State transportation officials have added a new twist to the Laniakea Beach road barrier saga, saying they will prohibit beachgoers from parking mauka of the road even after they remove the concrete barriers there.
The state Department of Transportation plans to take away the barriers Monday, the agency’s deadline after the Save Laniakea Coalition successfully sued to get rid of them. But the DOT also intends to install no-parking signs along the nearly 1,000-foot stretch covered by the Laniakea barriers once they’re gone, agency spokesman Tim Sakahara said Wednesday.
Those who park there will risk getting ticketed, Sakahara said. Before the barriers went up more than 18 months ago, the surfers, locals and visitors to Laniakea could park in the 50 to 60 spaces along that dirt stretch without facing fines.
The scene was also often chaotic, however. Vehicles would randomly pull out onto the highway, buses would block the road’s shoulder and pedestrians would haphazardly cross with no designated crosswalks, often to view Hawaiian green sea turtles that frequent the beach.
Issues at Laniakea were widely blamed for worsening North Shore traffic.
Opponents maintain that the community deserves a better solution from state and city officials that doesn’t shut down beach access. Some say the barriers have helped traffic flows somewhat, but opponents say the measure has only pushed the problem farther down Kamehameha Highway in both directions. In June state Circuit Judge Gary Chang issued a preliminary injunction after expressing concerns that the barriers were “obliterating” access to park on city parkland there. Chang called the situation “unacceptable.”
In an email sent Wednesday to a state deputy attorney general, attorney Bill Saunders, who represents Save Laniakea Coalition, called plans for no-parking signs “a bad-faith violation of the spirit, if not the letter, of Judge Chang’s injunction.” He contended that the state could arguably be in contempt of the court’s order.

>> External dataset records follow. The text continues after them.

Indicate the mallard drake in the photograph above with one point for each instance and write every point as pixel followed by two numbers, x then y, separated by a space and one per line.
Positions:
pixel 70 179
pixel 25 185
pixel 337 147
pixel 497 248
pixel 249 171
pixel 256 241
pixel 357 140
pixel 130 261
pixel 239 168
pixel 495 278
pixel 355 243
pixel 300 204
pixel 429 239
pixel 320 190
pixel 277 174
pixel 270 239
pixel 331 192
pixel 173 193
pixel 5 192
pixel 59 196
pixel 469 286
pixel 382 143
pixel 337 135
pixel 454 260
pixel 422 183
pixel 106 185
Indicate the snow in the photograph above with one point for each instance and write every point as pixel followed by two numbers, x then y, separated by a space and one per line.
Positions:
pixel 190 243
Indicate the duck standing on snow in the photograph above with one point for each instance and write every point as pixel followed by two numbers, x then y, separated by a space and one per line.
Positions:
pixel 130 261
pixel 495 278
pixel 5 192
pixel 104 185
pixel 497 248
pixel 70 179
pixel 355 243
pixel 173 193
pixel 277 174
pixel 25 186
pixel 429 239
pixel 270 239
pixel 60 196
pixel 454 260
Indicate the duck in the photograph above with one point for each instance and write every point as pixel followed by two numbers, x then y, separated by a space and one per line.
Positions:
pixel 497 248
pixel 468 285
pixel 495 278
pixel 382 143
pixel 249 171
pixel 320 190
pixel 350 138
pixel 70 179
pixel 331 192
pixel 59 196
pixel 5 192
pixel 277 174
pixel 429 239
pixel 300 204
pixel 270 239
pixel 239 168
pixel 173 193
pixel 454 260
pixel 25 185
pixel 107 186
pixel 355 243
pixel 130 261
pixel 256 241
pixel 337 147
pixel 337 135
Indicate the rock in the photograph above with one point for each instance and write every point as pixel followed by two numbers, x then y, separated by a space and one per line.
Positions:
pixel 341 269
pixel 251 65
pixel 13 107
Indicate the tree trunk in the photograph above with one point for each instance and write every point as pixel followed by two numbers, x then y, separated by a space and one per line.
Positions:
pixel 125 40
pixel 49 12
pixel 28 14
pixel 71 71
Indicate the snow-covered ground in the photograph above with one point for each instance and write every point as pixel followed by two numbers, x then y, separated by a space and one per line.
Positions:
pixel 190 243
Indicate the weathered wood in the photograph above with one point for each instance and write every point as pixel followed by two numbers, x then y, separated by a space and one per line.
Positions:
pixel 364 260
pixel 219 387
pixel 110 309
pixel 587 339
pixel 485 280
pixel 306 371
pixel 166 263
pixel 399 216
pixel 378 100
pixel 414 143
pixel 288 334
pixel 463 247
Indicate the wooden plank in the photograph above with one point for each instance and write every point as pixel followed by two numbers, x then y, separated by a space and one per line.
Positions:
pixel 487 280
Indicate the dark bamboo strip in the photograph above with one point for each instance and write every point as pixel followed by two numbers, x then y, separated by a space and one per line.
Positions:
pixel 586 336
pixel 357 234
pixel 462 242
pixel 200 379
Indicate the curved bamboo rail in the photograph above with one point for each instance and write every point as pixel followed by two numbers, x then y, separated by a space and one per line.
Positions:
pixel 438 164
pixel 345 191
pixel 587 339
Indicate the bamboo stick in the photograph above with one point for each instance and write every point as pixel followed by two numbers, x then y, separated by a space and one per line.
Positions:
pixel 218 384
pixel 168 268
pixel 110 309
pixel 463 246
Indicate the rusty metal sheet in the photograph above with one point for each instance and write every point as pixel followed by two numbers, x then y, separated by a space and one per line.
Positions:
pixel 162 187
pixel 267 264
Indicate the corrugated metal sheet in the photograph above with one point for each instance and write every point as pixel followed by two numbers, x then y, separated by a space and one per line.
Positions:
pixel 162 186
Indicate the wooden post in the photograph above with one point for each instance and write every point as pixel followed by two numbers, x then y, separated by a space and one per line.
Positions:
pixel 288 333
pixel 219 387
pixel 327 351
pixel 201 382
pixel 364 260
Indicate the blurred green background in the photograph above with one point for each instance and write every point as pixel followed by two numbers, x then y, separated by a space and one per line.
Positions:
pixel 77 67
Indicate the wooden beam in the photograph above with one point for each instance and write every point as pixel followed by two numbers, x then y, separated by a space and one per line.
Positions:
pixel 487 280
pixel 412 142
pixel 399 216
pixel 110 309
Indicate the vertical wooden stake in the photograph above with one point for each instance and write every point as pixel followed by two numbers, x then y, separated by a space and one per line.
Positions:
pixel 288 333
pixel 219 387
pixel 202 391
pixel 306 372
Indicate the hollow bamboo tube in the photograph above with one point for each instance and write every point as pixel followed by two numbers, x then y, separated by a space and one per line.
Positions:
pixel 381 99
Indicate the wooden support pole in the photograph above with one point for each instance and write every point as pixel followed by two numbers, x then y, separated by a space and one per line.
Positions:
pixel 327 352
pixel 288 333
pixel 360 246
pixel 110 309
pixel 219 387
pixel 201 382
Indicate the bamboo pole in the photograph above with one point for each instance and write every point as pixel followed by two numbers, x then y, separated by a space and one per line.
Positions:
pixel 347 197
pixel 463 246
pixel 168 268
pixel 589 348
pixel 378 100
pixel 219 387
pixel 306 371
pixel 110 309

Saunders and other attorneys for the Save Laniakea Coalition, a collection of surfers and North Shore community members, had argued that the state needed permits for the barriers because they fell within a coastal Special Management Area.
Chang’s “major concern was with the impact of the DOT’s actions on closure and denial of public use of that park land,” Saunders wrote Wednesday in the email to Price. “Most, if not all of the same legal principles and rationale that mandated the need for an SMA permit for the barriers apply equally to DOT’s” blocking beach access with no-parking signs.
Word of the DOT’s intent came a day after talks failed with barrier opponents, during a court hearing, to reach a deal that would have allowed most of the barriers to stay while also allowing vehicles to park mauka of the highway. With those talks over, all the barriers have to come down by Monday.